JON JUARISTI, ABC 05/05/2013
· Antes de abordar la reforma profunda de la Administración es necesario definir su objetivo general.
Se insta a una reforma de la Administración que quizá sea necesaria, pero abordarla al buen tuntún implica el riesgo de montar un fastuoso estropicio, y no sólo por el número más o menos elevado de empleados públicos que engrosarían el ejército del paro sin horizonte. Lo verdaderamente peligroso sería empantanar al Estado en un marasmo funcional. Es cierto que la Administración ha crecido y se ha multiplicado exageradamente en los últimos cuarenta años. Una parte de este crecimiento ha sido hinchazón mórbida, cuando no pura metástasis. La cuestión es si merece la pena matar al enfermo para que recobre la salud.

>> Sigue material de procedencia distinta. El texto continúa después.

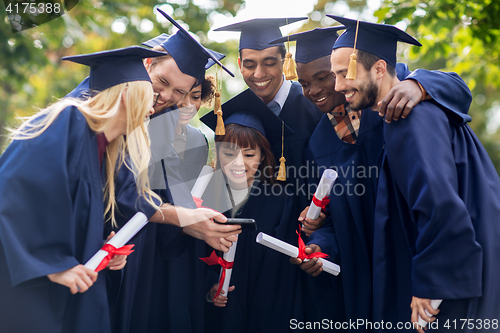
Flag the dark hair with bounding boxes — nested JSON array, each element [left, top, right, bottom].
[[240, 45, 286, 60], [357, 49, 396, 77], [201, 75, 216, 104], [215, 124, 276, 184]]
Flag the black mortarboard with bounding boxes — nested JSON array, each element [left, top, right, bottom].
[[62, 46, 165, 91], [214, 17, 307, 50], [327, 15, 422, 67], [270, 26, 345, 64], [200, 89, 293, 144], [142, 34, 226, 83], [156, 8, 234, 79]]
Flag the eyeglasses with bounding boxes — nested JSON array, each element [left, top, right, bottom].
[[153, 93, 160, 107]]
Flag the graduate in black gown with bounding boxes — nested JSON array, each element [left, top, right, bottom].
[[104, 20, 236, 333], [280, 26, 470, 331], [0, 47, 167, 332], [144, 34, 229, 333], [332, 18, 500, 332]]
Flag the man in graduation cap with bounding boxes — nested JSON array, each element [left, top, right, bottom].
[[278, 26, 470, 326], [331, 17, 500, 332]]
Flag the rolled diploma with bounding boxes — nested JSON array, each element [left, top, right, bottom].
[[306, 169, 338, 220], [85, 212, 148, 270], [219, 236, 238, 297], [191, 165, 214, 198], [418, 299, 443, 327], [255, 232, 340, 275]]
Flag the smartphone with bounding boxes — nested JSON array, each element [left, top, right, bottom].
[[215, 218, 257, 230]]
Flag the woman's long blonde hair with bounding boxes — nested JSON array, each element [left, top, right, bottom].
[[10, 81, 161, 226]]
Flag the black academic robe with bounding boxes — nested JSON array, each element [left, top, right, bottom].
[[373, 101, 500, 332], [203, 175, 312, 333], [0, 107, 110, 333], [111, 109, 196, 333], [271, 81, 322, 206], [148, 125, 212, 333], [308, 64, 471, 331]]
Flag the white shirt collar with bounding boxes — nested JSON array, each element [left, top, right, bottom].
[[268, 75, 292, 109]]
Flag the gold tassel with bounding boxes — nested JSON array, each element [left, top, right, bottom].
[[283, 52, 297, 80], [276, 121, 286, 181], [215, 110, 226, 135], [276, 155, 286, 181], [345, 20, 359, 80]]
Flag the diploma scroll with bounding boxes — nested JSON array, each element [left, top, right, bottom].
[[306, 169, 338, 220], [85, 212, 148, 270], [418, 299, 443, 327], [255, 232, 340, 275]]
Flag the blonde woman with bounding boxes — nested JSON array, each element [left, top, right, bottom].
[[0, 47, 168, 332]]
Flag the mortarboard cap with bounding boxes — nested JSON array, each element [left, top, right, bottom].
[[270, 26, 345, 64], [214, 17, 307, 51], [327, 15, 422, 67], [62, 46, 165, 91], [142, 34, 226, 83], [156, 8, 234, 79], [200, 89, 293, 144]]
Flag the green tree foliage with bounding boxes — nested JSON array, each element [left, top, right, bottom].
[[375, 0, 500, 171]]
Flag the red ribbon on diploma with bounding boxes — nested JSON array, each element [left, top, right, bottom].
[[200, 251, 233, 301], [313, 194, 330, 212], [193, 195, 203, 208], [95, 244, 134, 272], [297, 224, 329, 260]]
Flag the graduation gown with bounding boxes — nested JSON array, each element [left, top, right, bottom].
[[200, 175, 305, 333], [0, 107, 110, 333], [111, 109, 199, 333], [308, 63, 471, 331], [373, 101, 500, 332]]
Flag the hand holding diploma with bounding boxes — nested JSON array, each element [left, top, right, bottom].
[[298, 206, 326, 237], [290, 244, 323, 276], [191, 165, 214, 208]]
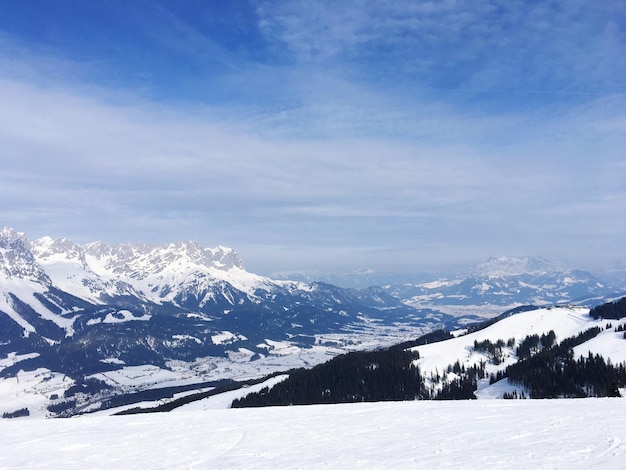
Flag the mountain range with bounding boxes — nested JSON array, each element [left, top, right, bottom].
[[0, 228, 615, 415]]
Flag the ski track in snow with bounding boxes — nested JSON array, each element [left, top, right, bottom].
[[0, 398, 626, 469]]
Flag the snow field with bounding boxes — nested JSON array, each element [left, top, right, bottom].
[[0, 398, 626, 470]]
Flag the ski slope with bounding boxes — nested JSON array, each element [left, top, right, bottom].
[[0, 398, 626, 470]]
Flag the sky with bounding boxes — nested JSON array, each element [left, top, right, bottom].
[[0, 0, 626, 274]]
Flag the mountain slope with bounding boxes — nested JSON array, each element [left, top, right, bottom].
[[233, 307, 626, 407], [0, 229, 449, 414]]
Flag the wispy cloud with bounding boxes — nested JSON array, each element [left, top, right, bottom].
[[0, 0, 626, 272]]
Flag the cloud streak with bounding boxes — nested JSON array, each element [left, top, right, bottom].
[[0, 1, 626, 273]]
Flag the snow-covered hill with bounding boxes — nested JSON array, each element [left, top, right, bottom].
[[0, 228, 449, 415], [413, 306, 626, 398]]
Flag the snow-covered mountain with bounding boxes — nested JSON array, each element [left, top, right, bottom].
[[0, 228, 620, 415], [385, 257, 619, 308], [0, 228, 444, 414]]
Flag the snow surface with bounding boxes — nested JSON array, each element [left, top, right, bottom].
[[0, 398, 626, 470]]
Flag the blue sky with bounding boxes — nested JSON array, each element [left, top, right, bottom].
[[0, 0, 626, 274]]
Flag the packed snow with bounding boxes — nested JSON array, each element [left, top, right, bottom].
[[0, 398, 626, 470]]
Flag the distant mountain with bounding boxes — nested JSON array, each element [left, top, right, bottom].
[[0, 228, 444, 414], [385, 257, 620, 308], [0, 228, 620, 416]]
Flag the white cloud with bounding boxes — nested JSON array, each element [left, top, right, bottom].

¿Para qué sirve el Estado? La respuesta más obvia sigue siendo, hoy por hoy, la de Hobbes: para terminar con la guerra permanente que la naturaleza lleva aparejada (el jardín es un campo de batalla). ¿Bastaría entonces un Estado gendarme cuya única función consistiría en liarse a garrotazos con los que buscan gresca? Quizá se entienda mejor la necesidad de una diversificación compleja de las funciones del Estado recurriendo a un parangón evidente: la Ley.
La Ley es siempre un conjunto de leyes, pero en toda Ley, empezando por la Ley del Sinaí, existe una ley más importante que las demás y a las que todas las otras se subordinan. Esa ley es la prohibición de quitar la vida a cualquier ser humano. El resto de las leyes que completan la Ley tienen como finalidad impedir los conflictos entre individuos o grupos que puedan derivar en la muerte de unos a manos de otros. De ahí que se prohíba la idolatría (es decir, los sacrificios humanos), el robo, la mentira, el falso testimonio, la desordenada codicia de los bienes ajenos… todo lo que sea fuente o causa potencial de violencia y muerte. La mera prohibición del homicidio no basta para evitarlo.
De manera análoga, el Estado debe asegurar las condiciones mínimas que hagan inviables los conflictos que puedan desembocar en guerra civil, lo que exige que asuma funciones no sólo disuasorias y arbitrales sino también niveladoras. No puede limitarse a dirimir los conflictos cuando estos ya se han producido. Debe prevenirlos, asumiendo la distribución de bienes y servicios, es decir, convirtiéndose en Administración. No todos los bienes y servicios son de carácter material, pero todos requieren una inversión de recursos y esfuerzos. Asegurar las condiciones para el ejercicio sin trabas de los derechos individuales resulta imposible sin organismos y funcionarios dedicados a ello. Para cierto liberalismo, la libertad puede desarrollarse –incluso mejor que en otra parte– en una especie de atmósfera cero, en un vacío sin Estado. Lo menos que puede decirse de semejante liberalismo es que nada ha aprendido de la Historia.
Si se acomete una reforma en profundidad de la Administración deben quedar claros de antemano los objetivos que se pretenden. El desmantelamiento de la Administración –central o autonómica– no constituye un objetivo legítimo, pues supondría la sustitución fraudulenta de los fines por los medios. Gran parte de la irritación que suscita la política de recortes no brota de la certeza de que se trata de medidas impuestas al Gobierno desde las instituciones europeas, sino de la aparente falta de un objetivo general. Se percibe que el carácter del Estado está cambiando, y el hecho de que vaya dejando de ser un Estado subvencionador, manirroto y clientelista, no se valora negativamente por la mayoría. Lo que suscita angustia, inseguridad y desconcierto es la ausencia de un objetivo que vaya más allá del pago de la deuda. Es necesario definirlo y explicarlo, aunque no sea alcanzable sin la mediación de una reconstrucción del consenso y de un nuevo proceso constituyente.